In Grade 7, I was made a School Captain and I remember giving my speech dressed in a lilac covered blouse and straight cut skirt with delicate silver stars adorning it. It seemed to me then, that it was the kind of outfit (at least in cut) that a politician, or at least the wife of a politician would wear and although I had zero desire to be a School Captain and had an absolute fear of public speaking or really anything that involved me being the centre of attention, I was able to stand up straight with pride as my parents looked on.

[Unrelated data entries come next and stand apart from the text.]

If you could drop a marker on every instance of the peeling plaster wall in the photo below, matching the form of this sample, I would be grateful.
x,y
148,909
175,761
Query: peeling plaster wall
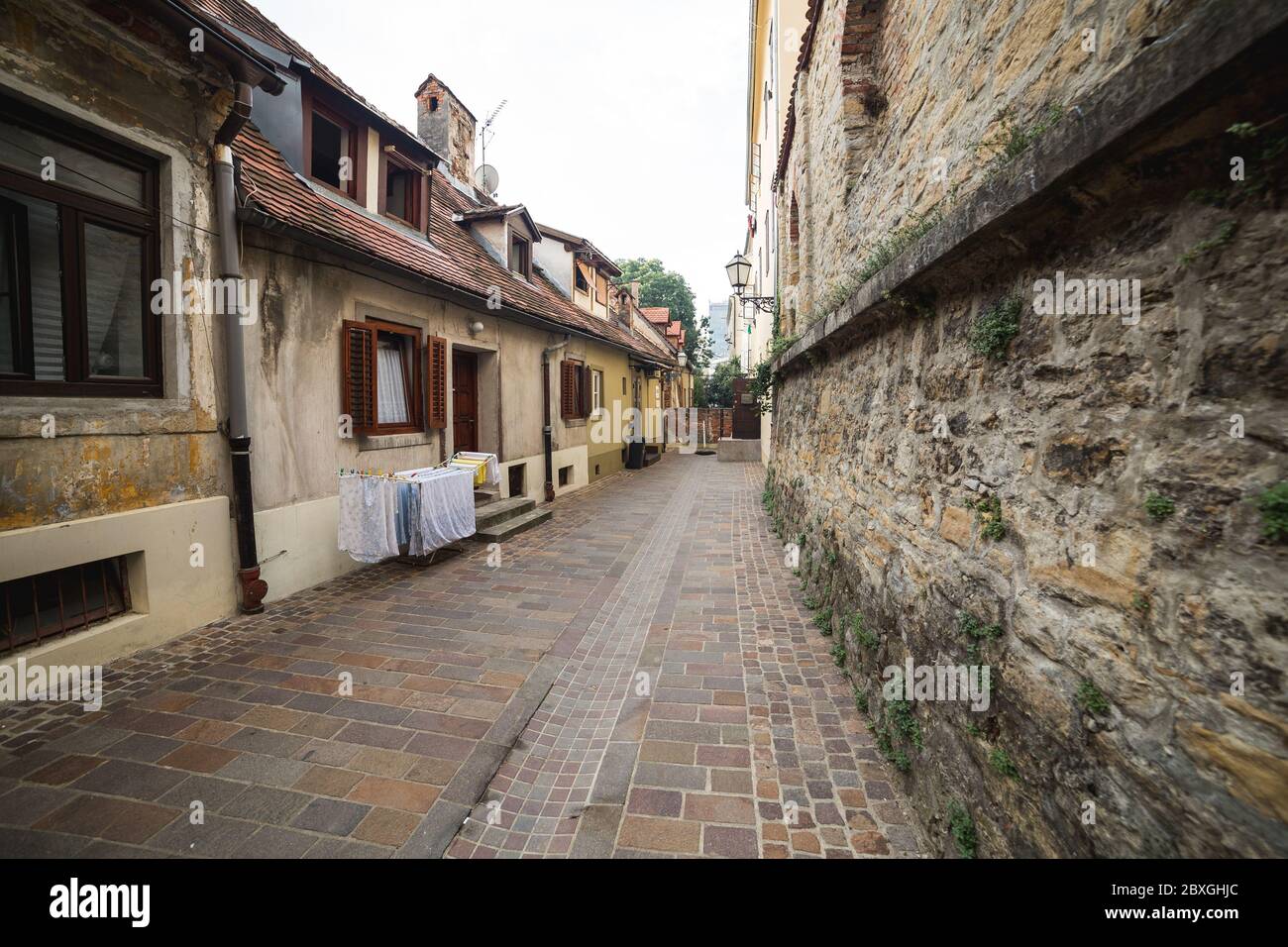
x,y
294,377
137,476
132,81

Some industries and the associated costumes and uniforms are so well engrained in our minds that they are inseparable. To this day I have a serious, serious weakness for firefighters and I do find myself going weak at the knees when I see that outfit. The masculinity and bravery of firefighters seems to be all stitched up with the trousers and suspenders. Kids dress up like Disney princesses and super heroes, or villains and feel an instant connection with the characters that they portray. How many girls grew up being called Princess by their fathers. I certainly didn’t, however I know many who did and slipping on the princess slippers and placing a tiara over their pigtails always seemed to cement the fact in their minds.

I know that when I am having a horrible day and just want to escape from the world, I slip into my pajamas and settle down with a good book. The soft, warmth of the fabric is like a big hug that instantly soothes us and it is comforting to be able to let your hair down and not worry about applying makeup or having your bra on to feel good about yourself.

I think that the one thing most adults miss in life, is the special piece of clothing from their youth that just made them feel like a million bucks. For me, two outfits in particular stand out. One, a dress with a white top and blue skirt which included 3 dancing lollipops smiling on the front. I loved that dress when I was from about 4 to 6 and would twirl around in the dress and smile down at the happy treats in dancing positions. The other outfit was specially made for my by my mum and grandma for book week when I was in the first grade. It was Jasmine from Aladdin, complete with curly toed slippers and a plush tiger I carried around. With my hair long and relatively dark at that stage, I felt like a real princess (and yes, I won first place) in the costume that had been made just for me. It was one of a kind and I was excited to have something special that wasn’t a hand me down. As tends to happen, my mum gave the costume away to a friend of the family and I have no idea where it ended up or if it is still intact.

As adults, we can have a favourite shirt or pair of heels that pisses us off when the heel snaps or the top ends up full of holes or stained. Yet nothing replaces the connection that we had to our childhood favourite clothing. It exists in a place and time that is now only memory and nostalgia and we go through our days trying to get back those feelings we once had where, with the right outfit on, we really could conquer the world.